От этого-то Дениски пошел дворянский род Денисовых, а позже образовался знатный род графов Орловых-Денисовых. Я перебираю легендарные донские родословия: Платовы, Ефремовы, Грековы, Орловы, Карповы, Егоровы, Иловайские, Кутейниковы, Денисовы, Ханжонковы — все донцы-молодцы, которые из казаков сделались генералами, обрели потомственное дворянство, а иные украсились символикой аристократических титулов.

Но… что мы теперь знаем о них? Мало. Забыли.

А разве не приходилось вам слышать, как, увидев щедро накрытый стол, гости восторженно восклицают:

— Да здесь всего хватит даже на маланьину свадьбу!

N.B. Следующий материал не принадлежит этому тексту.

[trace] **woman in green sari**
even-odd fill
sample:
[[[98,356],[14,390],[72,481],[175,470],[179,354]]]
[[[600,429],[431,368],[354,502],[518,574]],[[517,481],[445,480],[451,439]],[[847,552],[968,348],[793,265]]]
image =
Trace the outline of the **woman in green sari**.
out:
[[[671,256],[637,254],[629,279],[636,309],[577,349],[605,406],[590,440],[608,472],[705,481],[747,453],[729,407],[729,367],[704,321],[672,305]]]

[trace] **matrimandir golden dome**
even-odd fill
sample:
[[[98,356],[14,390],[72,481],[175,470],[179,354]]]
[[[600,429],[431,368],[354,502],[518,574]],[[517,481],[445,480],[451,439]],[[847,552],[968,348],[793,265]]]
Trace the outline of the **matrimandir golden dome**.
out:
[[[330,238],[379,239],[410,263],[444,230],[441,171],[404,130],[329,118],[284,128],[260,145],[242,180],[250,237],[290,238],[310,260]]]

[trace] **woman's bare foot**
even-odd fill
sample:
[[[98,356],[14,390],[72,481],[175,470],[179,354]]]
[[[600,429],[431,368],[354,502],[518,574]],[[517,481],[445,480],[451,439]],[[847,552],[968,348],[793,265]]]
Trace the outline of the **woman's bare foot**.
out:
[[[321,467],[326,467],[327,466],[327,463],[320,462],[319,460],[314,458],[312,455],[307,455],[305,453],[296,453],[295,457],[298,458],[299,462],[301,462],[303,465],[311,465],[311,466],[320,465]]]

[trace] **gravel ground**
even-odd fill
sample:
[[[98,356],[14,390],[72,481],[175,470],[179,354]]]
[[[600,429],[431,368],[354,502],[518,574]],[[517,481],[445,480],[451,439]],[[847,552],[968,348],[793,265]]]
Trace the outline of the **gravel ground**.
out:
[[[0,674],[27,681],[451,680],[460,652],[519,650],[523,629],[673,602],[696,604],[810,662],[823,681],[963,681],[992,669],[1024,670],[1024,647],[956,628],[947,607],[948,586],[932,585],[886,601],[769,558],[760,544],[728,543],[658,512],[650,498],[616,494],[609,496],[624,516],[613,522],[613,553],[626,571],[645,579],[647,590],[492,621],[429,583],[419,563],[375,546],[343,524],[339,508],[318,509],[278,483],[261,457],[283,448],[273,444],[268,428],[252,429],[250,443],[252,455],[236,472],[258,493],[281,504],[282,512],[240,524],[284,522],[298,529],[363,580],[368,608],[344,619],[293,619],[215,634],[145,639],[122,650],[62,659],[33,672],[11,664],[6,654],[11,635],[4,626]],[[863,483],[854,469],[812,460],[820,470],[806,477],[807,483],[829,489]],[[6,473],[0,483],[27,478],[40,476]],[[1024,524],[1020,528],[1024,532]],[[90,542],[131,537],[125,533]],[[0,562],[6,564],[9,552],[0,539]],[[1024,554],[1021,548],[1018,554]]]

Мелания — слово греческое, означает оно «черная, мрачная, жестокая», но в народном говоре это имя произносят как Маланья, и я буду придерживаться такого же написания. Маланью часто поминают в народе, а вот спроси любого — кто такая была эта Маланья, в ответ только пожмут плечами в недоумении, не зная, что Маланья — лицо историческое, и она, думаю, стоит того, дабы поведать о ней бесхитростно…

Читатель, надеюсь, простит мне, если я окунусь в старину-матушку, дабы выявить истоки рода Ефремовых. Жил да был московский купец Ефрем Петров, которому большей прибыли захотелось, ради чего около 1670 года он переселился в Черкасск — стародавнюю столицу донской вольницы, где имели жительство ее грозные атаманы. Иностранцы прозвали этот город «донской Венецией», благо каждую весну Дон широко разливался, из воды торчали луковицы храмов и крыши богатых «куреней» с купами цветущих левад-садов. Дон хорошо кормил людей стерлядями и раками, а кто побогаче, тому подавали к столу лебедей…

Вот тут Ефрем Петров и развернулся во всю свою ширь.

Жили казаки шумно, сытно и пьяно — только успевай наливать да торговать, себя не забывая. Ефрем торговал столь прибыльно, что в большую силу вошел — старшиной стал. Но конец жизни Ефрема обнаружим в 1708 году, когда Кондратий Булавин поднял восстание на Дону, а казаки порешили Ефрема повесить «за неправду и многие разорения». Основатель династии повис и висел долго, пока веревка не перегнила…

Но его сын Данила обрел по имени батюшки фамилию и стал писаться Ефремовым. «Многие разорения» для казаков обратились от отца к сыну великим богатством. И стало это богатство почти сказочным, когда императрица Анна Иоанновна благословила его в атаманы. И был у атамана сын Степан, внук повешенного, вот они и прибрали Тихий Дон к своим рукам, столь загребущим, что отныне всюду торговали их лавки, лилось вино в их кабаках, крутились на реках их водяные мельницы, а в необозримых степях скакали их тысячные табуны лошадей. Возводили Ефремовы такие «куреня», что лучше называть их дворцами, а отличались они по цвету раскраски — Белый, Зеленый, Красный.